Let $X_t,\, t\geqslant 0,$ be a Brownian motion and consider the stopping times $T_a := \inf \{t \mid X_t = a\}$. Find the probability $\mathbb P\{T_{2}< T_{-1} < T_{3}\}$, for instance.
So we have two events $\{T_2 < T_{-1}\}$ and $\{T_{-1}< T_3\}$. Separately, the probabilities are clear. My intuition says that we can multiply the probabilites for the initial problem, but I'm not really satisfied with this intuitive mumbo-jumbo. What if there are some funny cases, when it doesn't work..
Yet, I have no idea how to formally explain this.

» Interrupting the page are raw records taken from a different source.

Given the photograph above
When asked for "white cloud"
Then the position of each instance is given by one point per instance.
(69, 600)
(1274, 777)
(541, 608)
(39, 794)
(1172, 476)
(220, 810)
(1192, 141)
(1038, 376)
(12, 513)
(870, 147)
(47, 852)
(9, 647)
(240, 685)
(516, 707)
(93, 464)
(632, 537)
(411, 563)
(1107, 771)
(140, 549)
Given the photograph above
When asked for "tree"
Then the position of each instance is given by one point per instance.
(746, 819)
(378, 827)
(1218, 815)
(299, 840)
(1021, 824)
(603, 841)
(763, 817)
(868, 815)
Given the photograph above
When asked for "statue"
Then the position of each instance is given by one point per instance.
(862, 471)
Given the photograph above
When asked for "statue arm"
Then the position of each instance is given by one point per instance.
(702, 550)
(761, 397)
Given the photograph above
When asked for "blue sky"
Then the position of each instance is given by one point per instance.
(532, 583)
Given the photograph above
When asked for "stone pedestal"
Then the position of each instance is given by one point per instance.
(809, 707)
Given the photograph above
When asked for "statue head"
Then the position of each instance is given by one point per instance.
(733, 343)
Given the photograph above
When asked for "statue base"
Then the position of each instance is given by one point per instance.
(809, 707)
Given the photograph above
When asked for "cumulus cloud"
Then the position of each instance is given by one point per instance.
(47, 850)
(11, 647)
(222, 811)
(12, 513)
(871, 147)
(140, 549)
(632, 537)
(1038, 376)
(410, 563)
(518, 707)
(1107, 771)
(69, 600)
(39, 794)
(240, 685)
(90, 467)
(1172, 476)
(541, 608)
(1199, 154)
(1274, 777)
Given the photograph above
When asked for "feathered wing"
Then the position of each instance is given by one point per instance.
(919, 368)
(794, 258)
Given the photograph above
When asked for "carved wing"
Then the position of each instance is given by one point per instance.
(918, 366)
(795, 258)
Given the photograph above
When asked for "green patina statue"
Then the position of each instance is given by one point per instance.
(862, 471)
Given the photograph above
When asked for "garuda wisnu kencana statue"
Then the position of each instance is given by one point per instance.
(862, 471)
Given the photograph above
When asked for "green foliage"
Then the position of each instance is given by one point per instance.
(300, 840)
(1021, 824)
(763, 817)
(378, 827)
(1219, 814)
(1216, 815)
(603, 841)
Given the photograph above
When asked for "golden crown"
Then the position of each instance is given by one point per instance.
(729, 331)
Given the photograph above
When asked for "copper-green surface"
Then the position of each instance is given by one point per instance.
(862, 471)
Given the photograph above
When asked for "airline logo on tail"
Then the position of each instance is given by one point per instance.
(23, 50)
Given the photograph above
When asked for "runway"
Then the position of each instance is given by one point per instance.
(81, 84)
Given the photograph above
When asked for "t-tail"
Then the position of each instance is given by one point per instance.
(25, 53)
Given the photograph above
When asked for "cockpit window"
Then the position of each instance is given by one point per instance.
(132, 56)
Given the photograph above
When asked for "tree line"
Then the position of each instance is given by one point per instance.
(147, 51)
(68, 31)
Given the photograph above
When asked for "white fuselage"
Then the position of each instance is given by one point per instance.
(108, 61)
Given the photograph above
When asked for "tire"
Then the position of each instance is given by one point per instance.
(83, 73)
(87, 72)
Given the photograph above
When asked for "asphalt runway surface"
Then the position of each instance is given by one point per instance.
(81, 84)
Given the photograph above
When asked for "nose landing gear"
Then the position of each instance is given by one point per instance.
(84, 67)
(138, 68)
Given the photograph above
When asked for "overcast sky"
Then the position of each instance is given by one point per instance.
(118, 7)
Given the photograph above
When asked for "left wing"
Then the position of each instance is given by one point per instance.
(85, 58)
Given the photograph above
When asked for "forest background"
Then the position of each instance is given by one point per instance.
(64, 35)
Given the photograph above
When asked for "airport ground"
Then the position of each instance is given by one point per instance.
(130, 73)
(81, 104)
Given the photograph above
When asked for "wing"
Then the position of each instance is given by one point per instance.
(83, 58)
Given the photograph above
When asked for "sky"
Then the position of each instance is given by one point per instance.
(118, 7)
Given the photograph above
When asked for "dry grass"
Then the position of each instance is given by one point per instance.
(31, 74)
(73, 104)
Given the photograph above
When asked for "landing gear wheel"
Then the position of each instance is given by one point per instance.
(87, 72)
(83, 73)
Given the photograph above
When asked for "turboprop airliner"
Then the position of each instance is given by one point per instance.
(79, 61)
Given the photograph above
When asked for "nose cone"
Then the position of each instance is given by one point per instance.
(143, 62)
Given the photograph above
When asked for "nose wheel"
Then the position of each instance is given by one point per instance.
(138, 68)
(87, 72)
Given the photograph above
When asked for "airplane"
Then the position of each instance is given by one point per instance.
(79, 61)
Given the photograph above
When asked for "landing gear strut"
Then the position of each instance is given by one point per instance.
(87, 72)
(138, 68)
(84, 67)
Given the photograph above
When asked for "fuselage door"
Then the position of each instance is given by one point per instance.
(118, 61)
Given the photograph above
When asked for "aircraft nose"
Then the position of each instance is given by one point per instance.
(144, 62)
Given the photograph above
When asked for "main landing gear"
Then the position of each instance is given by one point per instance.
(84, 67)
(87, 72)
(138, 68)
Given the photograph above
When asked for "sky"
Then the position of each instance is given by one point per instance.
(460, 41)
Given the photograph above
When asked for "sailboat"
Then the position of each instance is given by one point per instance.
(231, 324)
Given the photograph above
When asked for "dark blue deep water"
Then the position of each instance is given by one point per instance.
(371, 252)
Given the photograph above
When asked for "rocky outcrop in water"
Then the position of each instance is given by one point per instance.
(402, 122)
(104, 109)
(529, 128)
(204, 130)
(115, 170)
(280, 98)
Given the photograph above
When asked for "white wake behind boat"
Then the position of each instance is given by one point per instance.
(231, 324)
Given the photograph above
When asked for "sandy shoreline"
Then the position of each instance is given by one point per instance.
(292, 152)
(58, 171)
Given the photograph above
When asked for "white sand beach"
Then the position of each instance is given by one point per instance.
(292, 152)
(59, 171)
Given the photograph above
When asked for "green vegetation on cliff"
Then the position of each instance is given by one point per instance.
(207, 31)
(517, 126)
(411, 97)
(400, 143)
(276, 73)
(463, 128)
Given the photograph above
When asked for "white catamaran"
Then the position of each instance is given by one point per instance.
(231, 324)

They are definitely not independent.
You didn't specify the starting value for the Brownian motion, but let's say it's 0. On the event $\{T_3 < T_{-1}\}$, where the Brownian motion reaches 3 before -1, it must have passed through the value 2 even earlier, by continuity. So we have $\{T_2 < T_{-1}\} \subset \{T_3 < T_{-1}\}$. As such, $\{T_2 < T_{-1}\}$ cannot be independent of $\{T_3 < T_{-1}\}$, unless they both had probability 0 or 1 which is not the case. So $\{T_2 < T_{-1}\}$ is also not independent of $\{T_3 < T_{-1}\}^c = \{T_{-1} < T_3\}$.
(This same argument works if the starting point is anything less than 2. If it's greater or equal to 2, then $P(T_2 < T_{-1}) = 1$ and the events are trivially independent.)
You do end up multiplying probabilities, but not because of independence per se. The strong Markov property yields a certain conditional independence statement, if you like, but you have to be very careful to frame it the right way.